Guyana has the most liberal abortion laws of the 15 Caricom member states and five associate nations in the region. In that country seven situations are cited where abortion is legal. This information is available on the Web sites of the United Nations and pro-choice group, Advocates for Safe Parenthood: Improving Reproductive Equity (ASPIRE). In addition to saving a woman's life, abortion is allowed in Guyana to preserve physical and mental health, for economic and social reasons, rape and incest and foetal impairment, the sites add. In those circumstances termination of pregnancy was available on request, it was stated. In Barbados, the law allows abortions for all of those situations but not on request, it was added. On Wednesday, Minister of Gender, Youth and Child Development, Verna St Rose-Greaves, raised the issue of legalising abortion at a consultation on the proposed National Gender Policy. She expressed concern about the frequency of dangerous "backstreet" abortions in T&T.
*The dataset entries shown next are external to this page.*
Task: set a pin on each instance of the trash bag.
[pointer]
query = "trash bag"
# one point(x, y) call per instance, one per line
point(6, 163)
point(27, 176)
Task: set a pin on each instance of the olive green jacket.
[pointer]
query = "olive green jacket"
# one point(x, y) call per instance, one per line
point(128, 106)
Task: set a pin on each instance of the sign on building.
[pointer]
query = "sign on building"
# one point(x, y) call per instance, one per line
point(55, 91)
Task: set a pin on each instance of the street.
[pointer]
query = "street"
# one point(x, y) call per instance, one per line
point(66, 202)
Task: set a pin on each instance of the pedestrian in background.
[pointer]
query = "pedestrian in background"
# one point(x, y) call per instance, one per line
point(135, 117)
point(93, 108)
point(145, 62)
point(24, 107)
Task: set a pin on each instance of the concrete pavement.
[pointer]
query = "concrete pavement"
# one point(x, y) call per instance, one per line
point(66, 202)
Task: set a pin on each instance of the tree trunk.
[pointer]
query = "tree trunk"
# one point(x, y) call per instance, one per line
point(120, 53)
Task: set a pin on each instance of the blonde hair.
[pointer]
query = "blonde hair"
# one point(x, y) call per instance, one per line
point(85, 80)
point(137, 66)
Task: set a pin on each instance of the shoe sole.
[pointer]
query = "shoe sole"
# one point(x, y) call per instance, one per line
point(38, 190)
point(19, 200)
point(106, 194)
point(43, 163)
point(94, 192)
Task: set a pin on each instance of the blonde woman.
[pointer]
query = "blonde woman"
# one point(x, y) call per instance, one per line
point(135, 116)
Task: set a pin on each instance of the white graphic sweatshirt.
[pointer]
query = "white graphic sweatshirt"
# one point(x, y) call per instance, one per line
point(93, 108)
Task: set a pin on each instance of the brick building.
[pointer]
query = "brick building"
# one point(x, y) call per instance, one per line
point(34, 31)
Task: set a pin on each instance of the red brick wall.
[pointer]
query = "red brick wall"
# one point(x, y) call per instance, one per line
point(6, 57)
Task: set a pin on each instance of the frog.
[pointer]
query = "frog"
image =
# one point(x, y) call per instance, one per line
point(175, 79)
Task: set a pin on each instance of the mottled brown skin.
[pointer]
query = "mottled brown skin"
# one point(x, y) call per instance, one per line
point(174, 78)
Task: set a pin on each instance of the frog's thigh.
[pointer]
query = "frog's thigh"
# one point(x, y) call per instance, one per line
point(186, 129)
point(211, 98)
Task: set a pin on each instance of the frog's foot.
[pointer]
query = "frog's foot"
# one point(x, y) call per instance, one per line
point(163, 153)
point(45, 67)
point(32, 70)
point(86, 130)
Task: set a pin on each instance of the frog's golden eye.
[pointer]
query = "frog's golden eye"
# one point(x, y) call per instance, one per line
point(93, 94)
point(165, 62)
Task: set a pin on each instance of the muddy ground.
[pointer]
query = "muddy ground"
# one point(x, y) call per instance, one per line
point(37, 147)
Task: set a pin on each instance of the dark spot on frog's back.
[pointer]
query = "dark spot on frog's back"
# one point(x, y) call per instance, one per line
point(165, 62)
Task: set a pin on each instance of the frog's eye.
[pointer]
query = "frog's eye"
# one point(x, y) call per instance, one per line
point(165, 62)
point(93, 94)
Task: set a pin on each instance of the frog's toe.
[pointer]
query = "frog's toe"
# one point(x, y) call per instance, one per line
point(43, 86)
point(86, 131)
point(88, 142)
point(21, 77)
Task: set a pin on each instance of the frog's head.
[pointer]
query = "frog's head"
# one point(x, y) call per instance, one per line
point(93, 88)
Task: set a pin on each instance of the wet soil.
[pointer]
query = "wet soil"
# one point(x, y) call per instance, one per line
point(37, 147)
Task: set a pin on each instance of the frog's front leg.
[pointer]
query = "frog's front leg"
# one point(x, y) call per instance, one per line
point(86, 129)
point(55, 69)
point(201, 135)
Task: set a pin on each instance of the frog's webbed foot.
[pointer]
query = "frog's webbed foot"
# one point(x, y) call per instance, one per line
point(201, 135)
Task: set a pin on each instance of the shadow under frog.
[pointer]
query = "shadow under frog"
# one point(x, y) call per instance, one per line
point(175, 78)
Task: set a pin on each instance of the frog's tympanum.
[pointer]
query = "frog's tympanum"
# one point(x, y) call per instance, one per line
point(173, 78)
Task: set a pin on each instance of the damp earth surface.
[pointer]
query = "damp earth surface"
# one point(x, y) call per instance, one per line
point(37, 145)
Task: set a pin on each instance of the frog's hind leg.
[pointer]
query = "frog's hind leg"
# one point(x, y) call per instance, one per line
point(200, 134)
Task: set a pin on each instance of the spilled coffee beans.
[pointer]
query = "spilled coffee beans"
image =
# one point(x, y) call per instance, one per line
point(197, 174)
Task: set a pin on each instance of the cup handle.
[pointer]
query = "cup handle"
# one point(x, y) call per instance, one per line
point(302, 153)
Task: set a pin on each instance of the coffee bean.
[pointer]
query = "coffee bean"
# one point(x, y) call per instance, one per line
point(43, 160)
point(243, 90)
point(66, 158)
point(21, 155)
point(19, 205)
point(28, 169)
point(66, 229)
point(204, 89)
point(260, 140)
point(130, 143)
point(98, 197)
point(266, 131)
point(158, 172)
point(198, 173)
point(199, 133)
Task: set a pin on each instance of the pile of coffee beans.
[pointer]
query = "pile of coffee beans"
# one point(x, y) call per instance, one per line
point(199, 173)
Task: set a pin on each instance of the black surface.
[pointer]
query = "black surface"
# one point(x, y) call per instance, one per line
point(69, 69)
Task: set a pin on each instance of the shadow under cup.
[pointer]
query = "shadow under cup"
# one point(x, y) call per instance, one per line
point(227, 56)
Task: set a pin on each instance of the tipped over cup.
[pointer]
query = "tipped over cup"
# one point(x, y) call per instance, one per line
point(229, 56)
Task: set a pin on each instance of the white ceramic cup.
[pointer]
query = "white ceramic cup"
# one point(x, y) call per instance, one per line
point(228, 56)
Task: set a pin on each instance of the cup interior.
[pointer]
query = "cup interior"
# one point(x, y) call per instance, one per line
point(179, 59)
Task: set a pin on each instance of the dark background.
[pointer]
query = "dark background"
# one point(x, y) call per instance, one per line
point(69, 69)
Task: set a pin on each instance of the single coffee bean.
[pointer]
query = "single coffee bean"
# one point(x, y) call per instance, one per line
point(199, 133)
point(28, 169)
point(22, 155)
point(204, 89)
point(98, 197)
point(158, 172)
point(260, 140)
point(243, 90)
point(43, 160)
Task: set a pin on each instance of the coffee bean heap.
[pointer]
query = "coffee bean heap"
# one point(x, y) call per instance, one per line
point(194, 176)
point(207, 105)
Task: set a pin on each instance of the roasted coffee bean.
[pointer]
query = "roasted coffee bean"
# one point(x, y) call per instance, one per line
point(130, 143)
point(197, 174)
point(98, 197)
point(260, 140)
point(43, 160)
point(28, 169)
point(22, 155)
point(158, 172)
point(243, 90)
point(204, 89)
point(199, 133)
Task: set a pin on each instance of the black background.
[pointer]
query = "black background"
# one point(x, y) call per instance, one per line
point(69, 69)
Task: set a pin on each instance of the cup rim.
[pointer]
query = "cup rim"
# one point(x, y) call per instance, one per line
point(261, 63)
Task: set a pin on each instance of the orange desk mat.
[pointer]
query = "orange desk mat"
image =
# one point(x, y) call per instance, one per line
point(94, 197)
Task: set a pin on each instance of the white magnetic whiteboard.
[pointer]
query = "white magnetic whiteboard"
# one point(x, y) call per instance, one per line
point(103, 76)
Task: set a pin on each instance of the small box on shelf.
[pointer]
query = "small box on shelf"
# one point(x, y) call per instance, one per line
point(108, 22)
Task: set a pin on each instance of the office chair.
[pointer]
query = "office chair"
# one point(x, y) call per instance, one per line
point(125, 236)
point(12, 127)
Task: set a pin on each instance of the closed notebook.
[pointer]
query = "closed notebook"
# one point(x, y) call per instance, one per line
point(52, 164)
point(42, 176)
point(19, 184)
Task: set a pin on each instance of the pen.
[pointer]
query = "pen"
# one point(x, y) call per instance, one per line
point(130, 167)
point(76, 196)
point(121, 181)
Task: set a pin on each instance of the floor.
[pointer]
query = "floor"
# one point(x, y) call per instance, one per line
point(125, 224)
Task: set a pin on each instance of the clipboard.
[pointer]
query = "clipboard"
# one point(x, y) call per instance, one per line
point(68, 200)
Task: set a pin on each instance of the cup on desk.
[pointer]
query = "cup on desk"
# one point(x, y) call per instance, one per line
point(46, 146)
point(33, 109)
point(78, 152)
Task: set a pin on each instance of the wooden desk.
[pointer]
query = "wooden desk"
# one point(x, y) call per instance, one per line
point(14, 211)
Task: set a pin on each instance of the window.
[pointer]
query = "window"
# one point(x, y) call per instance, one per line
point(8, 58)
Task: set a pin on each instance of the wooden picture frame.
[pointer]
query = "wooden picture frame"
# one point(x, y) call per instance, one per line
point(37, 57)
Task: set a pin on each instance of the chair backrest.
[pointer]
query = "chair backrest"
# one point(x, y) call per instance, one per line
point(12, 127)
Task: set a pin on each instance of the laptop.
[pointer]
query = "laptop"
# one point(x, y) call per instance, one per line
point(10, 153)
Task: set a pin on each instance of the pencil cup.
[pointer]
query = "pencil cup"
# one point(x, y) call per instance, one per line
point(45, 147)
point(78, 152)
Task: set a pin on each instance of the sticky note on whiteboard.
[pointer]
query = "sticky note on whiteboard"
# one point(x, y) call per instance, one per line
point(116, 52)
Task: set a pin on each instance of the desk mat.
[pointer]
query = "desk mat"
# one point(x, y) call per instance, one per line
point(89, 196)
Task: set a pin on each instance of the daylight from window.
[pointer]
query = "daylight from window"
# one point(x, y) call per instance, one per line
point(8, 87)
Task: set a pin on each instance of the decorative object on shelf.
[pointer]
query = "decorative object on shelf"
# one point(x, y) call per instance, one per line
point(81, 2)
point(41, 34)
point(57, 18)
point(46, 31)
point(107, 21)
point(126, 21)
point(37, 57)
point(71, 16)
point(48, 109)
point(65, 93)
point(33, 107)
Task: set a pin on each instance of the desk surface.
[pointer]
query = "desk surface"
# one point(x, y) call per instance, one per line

Last Saturday, Jamaica's Gleaner newspaper reported that a stomach-ulcer drug was being sold widely on the black market as an abortion pill. The article said the Jamaican Abortion Policy Review Advisory Group had done a six-month study which showed hundreds of women were hospitalised from complications of at-home abortions. While T&T laws indicate that "unlawful" abortion is illegal, there is no definition of lawful abortion in the legislation.
The T&T Offences Against the Person Act, Section 56 states: "Every woman, being with child, who, with intent to procure her own miscarriage, unlawfully administers to herself any poison or other noxious thing, or unlawfully uses any instrument or other means, whatsoever, with the like intent, and any person who, with intent to procure the miscarriage of any woman, whether she is or is not with child, unlawfully administers to her or causes to be taken by her any poison or other noxious thing, or unlawfully uses any instrument or other means whatsoever with the like intent, is liable to imprisonment for four years.
In Jamaica, abortion laws are similar to T&T's. The Jamaican Offences Against the Person Act, Section 72, reads the same, except that the crime is considered a felony and punishable by possible life imprisonment. Other Caribbean nations with laws similar to T&T and Jamaica are British Virgin Islands, Monsterrat and St Kitts and Nevis. In Belize, Bermuda and St Vincent and the Grenadines, abortions are permitted for social and economic reasons. In Antigua and Barbuda and Dominica, an abortion can only be performed to save a woman's life.